Expensive Smartphones will disappear in a few years

Harvard professor talks about the prospects for the smartphone amid fierce innovation. As the technology matures, you get a disruption. It’s not a disruption of technology, though, but a disruption of the business, the high-margin business.

The high margins that Apple and Samsung get on the smartphones are going to be eaten away by companies like HTC, Huawei, and others to be named. They’re going to introduce smartphones that are almost as good and most people are not going to be able to tell the difference.

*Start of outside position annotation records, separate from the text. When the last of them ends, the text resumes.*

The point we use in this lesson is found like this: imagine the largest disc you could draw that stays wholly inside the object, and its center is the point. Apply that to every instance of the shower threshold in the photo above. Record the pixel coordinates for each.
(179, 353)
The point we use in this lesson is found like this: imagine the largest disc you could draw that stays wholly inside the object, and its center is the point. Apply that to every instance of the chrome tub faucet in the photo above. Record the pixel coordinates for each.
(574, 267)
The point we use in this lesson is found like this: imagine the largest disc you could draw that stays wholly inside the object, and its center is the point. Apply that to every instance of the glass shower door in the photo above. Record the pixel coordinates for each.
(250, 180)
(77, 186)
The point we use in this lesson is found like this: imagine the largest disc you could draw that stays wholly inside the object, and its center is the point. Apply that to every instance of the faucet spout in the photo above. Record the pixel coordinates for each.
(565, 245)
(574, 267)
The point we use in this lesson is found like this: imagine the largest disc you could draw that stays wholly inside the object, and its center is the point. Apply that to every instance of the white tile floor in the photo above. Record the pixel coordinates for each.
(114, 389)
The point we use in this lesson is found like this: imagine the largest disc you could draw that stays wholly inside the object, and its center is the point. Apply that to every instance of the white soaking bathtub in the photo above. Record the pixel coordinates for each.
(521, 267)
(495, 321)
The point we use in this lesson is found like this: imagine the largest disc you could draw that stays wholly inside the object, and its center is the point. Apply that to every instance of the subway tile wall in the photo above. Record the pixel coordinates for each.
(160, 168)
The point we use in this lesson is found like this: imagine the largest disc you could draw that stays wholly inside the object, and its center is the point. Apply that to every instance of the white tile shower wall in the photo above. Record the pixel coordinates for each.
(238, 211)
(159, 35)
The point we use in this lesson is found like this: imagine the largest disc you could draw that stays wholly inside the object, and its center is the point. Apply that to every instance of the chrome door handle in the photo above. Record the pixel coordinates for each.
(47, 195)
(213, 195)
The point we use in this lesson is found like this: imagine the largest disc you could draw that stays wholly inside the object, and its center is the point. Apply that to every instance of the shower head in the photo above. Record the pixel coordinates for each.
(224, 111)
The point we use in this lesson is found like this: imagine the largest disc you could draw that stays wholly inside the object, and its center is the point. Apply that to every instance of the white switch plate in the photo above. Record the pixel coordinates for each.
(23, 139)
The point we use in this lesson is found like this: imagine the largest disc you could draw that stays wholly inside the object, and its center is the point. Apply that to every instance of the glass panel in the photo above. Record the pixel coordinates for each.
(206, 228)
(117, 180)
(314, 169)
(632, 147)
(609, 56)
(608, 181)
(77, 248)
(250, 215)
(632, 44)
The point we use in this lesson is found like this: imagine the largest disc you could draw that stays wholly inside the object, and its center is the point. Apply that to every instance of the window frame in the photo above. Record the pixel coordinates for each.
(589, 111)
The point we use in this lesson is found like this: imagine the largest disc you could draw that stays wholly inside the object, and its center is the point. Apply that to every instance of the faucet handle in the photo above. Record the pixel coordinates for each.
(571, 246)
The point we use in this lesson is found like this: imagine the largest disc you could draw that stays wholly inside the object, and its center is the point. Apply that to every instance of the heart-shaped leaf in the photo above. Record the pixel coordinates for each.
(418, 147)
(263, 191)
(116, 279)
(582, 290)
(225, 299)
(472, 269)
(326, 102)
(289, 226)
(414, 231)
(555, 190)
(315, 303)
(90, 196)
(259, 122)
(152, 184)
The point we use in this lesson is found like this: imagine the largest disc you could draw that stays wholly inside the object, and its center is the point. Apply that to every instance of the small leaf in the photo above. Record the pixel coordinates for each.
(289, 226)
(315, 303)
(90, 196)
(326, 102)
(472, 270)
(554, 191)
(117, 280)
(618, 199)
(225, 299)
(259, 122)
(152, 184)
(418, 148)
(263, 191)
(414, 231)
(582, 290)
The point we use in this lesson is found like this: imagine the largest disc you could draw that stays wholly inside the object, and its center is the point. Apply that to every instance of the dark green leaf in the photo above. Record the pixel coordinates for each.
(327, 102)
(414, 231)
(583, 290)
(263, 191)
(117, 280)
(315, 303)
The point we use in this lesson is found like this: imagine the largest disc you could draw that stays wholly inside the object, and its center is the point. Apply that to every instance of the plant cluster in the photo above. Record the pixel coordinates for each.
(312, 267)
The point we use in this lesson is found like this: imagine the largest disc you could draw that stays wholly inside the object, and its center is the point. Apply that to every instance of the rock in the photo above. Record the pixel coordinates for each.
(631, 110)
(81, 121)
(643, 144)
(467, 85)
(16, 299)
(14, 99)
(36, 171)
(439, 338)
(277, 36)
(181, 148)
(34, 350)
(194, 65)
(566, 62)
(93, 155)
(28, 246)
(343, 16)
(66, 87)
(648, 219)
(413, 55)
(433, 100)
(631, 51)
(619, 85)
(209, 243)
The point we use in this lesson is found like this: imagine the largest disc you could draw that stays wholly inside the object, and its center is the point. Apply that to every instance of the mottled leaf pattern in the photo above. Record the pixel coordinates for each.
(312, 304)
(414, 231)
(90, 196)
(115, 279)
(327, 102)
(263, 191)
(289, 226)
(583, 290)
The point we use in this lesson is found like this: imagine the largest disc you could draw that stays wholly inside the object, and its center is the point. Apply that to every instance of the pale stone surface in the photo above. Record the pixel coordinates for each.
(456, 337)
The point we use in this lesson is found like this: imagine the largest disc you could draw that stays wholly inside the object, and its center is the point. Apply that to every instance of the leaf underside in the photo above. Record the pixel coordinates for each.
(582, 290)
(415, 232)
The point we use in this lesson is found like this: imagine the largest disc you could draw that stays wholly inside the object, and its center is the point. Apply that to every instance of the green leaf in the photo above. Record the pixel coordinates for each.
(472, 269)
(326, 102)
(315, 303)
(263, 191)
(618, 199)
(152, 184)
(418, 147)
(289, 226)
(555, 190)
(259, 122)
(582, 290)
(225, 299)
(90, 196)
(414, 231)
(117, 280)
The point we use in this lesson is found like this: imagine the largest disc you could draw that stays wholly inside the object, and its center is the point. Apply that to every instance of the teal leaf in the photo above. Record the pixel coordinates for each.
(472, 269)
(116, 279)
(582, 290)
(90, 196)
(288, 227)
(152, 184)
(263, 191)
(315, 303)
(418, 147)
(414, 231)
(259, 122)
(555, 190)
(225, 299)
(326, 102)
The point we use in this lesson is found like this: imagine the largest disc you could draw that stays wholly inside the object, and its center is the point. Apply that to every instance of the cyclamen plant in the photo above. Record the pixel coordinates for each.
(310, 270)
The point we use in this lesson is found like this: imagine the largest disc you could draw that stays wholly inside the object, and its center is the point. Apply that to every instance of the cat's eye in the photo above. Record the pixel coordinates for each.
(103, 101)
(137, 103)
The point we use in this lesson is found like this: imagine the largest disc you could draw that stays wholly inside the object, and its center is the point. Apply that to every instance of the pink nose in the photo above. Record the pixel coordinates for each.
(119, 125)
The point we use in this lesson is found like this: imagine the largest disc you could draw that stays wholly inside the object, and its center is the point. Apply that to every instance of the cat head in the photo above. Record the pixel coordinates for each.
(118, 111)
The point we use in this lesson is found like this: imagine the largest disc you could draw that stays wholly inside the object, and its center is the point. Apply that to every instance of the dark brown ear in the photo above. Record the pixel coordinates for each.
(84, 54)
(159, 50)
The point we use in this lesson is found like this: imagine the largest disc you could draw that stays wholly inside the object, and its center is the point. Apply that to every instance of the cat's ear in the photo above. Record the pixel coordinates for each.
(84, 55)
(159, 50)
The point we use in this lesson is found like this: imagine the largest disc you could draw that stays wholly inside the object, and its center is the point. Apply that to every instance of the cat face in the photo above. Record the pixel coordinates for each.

In the short run, I don’t think they [google glass and smartwatches and other wearables] are any [danger to] smartphones. What people don’t talk about is those form factors aren’t big enough for the processor, data storage, cellular communications circuitry, and especially the battery, so you still need a smartphone. The watch still connects to your smartphone, and I believe the glasses will still need to connect to your smartphone, because you still need someplace to store the data and provide a communications link to the Internet and the rest of your stuff.

People predict the demise of things, but it doesn’t happen as immediately as people think. It takes a long time to dismantle something. But once it starts to happen, it can happen very rapidly.

It takes about five years for a dominant technology to fall

Digital cameras were around a long time together with film cameras. And all of a sudden — I think it was within a span of five years — nobody bought a film camera anymore. So they’re kind of a traveling along slowly and boom, it’s gone. I think laptops and desktops were going along pretty smoothly, and all of a sudden people stopped buying desktops. And so that’s the kind of thing that happens.

Feature phones, the ones replaced by smartphones, were going along with smartphones, which had been around since 2000. They were always there, but never took off. A few years after Apple introduced their first iPhone was when smartphones just started to take off.

I don’t like to talk about “cool gadgets.” I prefer to talk about: What is the job that needs to be done? Why did smartphones take off? Because I have this necessity to be connected to my email as well as be able to talk to people. And I have necessity every now and then to look at stuff on the Internet, which is annoying, by the way, because it’s such a small screen. But sometimes, out of necessity, I have to look for my reservation code number, for example, because I have to check in at the airport.

Because of that, I choose to buy a smartphone, since it is able to do those jobs. You can think of all sorts of other jobs and once people think [a technology] is important enough and does that job well enough, people will elect to use that device. In the end, it’s people using the technology to do a job. People buy it to do a job.